The Northern League's rise stems as much from its platform - fewer illegal immigrants and fiscal federalism - as from the failure of other parties, not least the center-left Democratic Party, to directly confront Italian fears or present a coherent program to help Italy stay competitive.


While critics say the Northern League has delivered more rhetoric than results, it now commands respectable margins. In last spring's regional elections, it took 30 percent of the vote in the Veneto and 26 percent in Lombardy, two of the country's most powerful regions. For the first time, it also pulled in double digits in historically left-wing Emilia Romagna, where it is increasingly popular among formerly Communist blue-collar workers. It has also gained ground in largely leftist Tuscany.


With the slogan "Not left or right but forward," the Northern League has attracted voters from across the political spectrum. It is openly hostile to illegal immigration, an increasingly loud theme both in Italy and Europe. One Northern League deputy provocatively threw a pig's head on the ground where a mosque was planned, defiling the lot. Popular among agricultural workers, it is fiercely opposed to genetically modified crops and European legislation that it fears would inhibit local food traditions.


The emphasis on local culture was strong in Venice at Sunday's event, called the "Festival of the Padanian Peoples," Padania being an imaginary Northern Italian homeland dreamed up by the party's founders.


"The party attracts people because it represents our values, our culture, our traditions," said Oretta Piertotti, a member of the city council of Pavia, outside Milan. "I have no sympathy for this idea of a united Europe," she added.

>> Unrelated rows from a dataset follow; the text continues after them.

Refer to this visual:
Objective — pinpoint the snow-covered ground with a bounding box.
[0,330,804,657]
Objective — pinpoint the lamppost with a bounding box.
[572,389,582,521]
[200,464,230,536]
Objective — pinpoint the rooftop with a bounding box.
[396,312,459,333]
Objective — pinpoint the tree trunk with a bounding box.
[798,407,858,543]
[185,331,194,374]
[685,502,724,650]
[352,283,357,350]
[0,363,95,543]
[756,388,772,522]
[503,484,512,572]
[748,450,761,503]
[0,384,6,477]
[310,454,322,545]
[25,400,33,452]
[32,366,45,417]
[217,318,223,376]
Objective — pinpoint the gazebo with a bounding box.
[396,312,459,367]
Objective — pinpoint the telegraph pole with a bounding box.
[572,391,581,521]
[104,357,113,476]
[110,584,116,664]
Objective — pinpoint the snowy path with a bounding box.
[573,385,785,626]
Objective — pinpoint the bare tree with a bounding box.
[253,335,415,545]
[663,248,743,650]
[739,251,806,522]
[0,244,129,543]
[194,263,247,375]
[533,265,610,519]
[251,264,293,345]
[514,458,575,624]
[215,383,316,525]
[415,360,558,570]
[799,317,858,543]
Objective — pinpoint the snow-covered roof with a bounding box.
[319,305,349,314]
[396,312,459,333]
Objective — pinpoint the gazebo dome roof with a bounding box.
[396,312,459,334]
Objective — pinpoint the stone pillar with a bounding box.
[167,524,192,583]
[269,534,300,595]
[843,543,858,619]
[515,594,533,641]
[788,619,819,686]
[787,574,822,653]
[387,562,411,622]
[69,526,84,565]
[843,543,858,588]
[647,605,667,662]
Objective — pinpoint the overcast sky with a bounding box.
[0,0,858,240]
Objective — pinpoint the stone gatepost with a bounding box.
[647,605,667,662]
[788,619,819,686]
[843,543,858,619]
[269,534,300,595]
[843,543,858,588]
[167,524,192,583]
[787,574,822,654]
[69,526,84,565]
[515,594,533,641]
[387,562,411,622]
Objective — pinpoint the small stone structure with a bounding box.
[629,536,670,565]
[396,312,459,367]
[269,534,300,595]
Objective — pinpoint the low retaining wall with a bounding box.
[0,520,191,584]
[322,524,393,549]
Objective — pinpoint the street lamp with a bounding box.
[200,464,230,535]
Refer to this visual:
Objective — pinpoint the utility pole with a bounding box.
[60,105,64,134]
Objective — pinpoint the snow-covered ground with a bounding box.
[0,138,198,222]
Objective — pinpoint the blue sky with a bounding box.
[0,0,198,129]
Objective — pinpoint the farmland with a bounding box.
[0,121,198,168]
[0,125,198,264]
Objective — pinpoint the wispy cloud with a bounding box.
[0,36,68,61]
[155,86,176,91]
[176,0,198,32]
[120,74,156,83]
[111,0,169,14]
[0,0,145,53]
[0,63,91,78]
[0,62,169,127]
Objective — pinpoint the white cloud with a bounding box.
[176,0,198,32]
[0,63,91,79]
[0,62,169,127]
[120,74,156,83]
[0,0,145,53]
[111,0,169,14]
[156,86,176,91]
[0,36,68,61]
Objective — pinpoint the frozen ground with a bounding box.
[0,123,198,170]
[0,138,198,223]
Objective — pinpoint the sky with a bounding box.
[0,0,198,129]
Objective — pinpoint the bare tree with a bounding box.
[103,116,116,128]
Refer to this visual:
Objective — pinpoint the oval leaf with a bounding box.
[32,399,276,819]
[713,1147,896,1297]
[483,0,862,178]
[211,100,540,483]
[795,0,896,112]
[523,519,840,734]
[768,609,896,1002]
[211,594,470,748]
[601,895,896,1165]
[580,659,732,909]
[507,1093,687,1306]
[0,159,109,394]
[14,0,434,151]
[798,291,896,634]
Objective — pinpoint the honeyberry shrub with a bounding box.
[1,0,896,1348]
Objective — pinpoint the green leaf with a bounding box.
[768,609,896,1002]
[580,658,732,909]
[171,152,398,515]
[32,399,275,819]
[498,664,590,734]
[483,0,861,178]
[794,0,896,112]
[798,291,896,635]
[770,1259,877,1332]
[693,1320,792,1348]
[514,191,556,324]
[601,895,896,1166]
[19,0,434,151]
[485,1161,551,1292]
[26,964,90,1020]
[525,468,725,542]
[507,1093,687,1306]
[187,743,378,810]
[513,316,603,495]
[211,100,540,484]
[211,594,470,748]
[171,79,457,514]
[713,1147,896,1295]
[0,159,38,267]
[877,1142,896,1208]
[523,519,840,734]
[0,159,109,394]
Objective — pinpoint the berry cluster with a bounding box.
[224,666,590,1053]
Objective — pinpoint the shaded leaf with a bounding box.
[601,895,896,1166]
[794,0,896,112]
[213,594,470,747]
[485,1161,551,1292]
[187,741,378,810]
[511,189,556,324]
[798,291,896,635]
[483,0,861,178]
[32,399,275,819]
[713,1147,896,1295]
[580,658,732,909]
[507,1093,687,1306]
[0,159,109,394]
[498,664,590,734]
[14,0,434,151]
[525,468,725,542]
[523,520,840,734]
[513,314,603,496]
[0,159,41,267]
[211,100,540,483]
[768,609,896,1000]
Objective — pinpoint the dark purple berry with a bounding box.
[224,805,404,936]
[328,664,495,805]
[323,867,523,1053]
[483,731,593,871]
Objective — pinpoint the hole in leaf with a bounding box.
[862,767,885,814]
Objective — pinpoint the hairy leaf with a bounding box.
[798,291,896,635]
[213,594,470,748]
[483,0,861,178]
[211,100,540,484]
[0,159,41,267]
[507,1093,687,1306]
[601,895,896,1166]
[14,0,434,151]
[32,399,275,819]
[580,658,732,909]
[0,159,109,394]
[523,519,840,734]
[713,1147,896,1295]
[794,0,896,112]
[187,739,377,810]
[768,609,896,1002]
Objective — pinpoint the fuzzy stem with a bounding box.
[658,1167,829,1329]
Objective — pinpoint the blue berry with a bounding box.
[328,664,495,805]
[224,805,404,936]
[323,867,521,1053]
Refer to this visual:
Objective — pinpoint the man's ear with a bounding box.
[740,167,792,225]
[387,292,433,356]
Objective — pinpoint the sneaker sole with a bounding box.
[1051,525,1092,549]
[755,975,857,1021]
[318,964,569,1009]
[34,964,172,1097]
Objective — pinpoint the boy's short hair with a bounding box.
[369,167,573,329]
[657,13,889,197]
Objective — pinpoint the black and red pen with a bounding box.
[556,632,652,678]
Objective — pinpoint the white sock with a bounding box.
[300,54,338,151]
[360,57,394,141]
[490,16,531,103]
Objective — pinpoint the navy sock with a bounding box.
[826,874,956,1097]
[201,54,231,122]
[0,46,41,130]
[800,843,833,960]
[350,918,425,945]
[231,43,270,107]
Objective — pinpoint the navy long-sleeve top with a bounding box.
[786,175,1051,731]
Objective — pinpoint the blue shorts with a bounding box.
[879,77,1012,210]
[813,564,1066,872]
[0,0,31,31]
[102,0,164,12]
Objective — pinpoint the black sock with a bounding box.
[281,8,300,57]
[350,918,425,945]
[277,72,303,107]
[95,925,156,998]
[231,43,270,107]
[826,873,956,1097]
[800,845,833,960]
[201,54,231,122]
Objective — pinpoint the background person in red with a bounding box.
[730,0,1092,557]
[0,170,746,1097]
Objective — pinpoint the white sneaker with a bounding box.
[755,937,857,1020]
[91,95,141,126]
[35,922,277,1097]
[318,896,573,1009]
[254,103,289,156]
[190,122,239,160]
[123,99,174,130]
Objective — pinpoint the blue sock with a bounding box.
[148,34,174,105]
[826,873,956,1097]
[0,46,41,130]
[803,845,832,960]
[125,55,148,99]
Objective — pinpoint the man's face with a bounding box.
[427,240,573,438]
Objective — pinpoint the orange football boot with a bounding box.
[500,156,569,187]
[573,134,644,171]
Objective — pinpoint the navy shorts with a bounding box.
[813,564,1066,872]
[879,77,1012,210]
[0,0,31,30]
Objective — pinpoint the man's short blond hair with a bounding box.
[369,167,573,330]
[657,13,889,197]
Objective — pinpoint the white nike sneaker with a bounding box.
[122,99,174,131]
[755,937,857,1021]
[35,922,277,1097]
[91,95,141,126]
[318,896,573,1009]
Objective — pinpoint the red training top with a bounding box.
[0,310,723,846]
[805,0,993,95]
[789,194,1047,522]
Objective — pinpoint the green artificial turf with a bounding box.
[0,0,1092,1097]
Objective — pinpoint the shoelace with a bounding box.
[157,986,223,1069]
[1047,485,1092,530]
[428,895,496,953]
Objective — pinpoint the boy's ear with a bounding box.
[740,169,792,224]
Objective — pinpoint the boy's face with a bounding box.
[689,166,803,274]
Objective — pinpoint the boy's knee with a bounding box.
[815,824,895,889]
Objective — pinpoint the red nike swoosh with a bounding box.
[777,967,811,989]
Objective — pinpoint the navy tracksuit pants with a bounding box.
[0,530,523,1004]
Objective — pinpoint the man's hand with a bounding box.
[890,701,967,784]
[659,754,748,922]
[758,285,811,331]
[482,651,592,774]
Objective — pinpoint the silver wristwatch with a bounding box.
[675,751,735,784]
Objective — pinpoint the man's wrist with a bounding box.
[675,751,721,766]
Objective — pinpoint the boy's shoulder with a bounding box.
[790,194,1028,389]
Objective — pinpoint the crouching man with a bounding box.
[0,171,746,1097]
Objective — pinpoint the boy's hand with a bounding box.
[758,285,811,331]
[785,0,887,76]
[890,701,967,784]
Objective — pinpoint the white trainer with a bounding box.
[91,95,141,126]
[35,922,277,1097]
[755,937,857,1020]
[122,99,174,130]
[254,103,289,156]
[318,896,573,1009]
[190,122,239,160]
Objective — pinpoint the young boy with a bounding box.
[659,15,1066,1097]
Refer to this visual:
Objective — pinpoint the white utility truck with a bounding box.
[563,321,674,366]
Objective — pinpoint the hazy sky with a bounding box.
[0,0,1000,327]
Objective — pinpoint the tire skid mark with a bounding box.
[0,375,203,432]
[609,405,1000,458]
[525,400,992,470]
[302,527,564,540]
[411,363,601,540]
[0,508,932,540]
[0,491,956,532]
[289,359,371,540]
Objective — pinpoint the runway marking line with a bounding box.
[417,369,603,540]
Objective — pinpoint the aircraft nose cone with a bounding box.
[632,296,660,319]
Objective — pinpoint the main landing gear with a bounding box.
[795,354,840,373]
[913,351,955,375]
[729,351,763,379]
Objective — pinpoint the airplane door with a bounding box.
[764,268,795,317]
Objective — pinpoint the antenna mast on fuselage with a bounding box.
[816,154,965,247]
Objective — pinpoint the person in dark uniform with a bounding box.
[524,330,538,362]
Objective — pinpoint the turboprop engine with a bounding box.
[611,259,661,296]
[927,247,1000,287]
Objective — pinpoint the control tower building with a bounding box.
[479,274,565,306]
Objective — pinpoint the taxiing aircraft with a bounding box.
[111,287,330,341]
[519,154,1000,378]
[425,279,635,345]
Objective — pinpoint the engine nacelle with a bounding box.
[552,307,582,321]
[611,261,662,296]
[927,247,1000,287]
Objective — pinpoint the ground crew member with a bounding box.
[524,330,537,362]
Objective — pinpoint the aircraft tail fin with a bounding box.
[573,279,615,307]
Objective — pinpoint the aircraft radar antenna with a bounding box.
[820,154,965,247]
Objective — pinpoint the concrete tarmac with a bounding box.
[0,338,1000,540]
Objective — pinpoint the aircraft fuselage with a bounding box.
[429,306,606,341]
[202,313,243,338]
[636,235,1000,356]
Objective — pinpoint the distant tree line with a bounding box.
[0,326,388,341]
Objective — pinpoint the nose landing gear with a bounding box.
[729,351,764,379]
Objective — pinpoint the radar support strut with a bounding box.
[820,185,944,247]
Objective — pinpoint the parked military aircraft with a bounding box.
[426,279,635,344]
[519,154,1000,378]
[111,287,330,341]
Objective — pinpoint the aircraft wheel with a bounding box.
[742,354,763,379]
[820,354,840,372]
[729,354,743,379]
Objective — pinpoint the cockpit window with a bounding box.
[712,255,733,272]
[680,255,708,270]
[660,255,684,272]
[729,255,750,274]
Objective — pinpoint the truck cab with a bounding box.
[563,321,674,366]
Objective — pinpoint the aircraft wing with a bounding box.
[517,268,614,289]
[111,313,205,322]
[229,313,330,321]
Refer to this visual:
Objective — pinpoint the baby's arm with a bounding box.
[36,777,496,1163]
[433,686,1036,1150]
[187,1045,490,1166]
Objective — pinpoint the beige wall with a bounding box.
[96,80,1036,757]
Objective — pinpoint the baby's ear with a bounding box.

"We don't believe in integration, we are afraid of an invasion," said Gianluca Ghizzardi, 43, a nurse from Sarezzo, outside Brescia, who had dyed his beard green and was wearing a Viking hat and carrying a plastic Celtic sword.


Asked how the Northern League could square its rhetoric on immigration with the fact that businesses in the North - and indeed, the entire country - relied on immigrant labor to survive, Mr. Giorgetti smiled knowingly. "In fact," he said in an earlier interview, "business owners don't vote for the League, it's the workers who vote for the Northern League."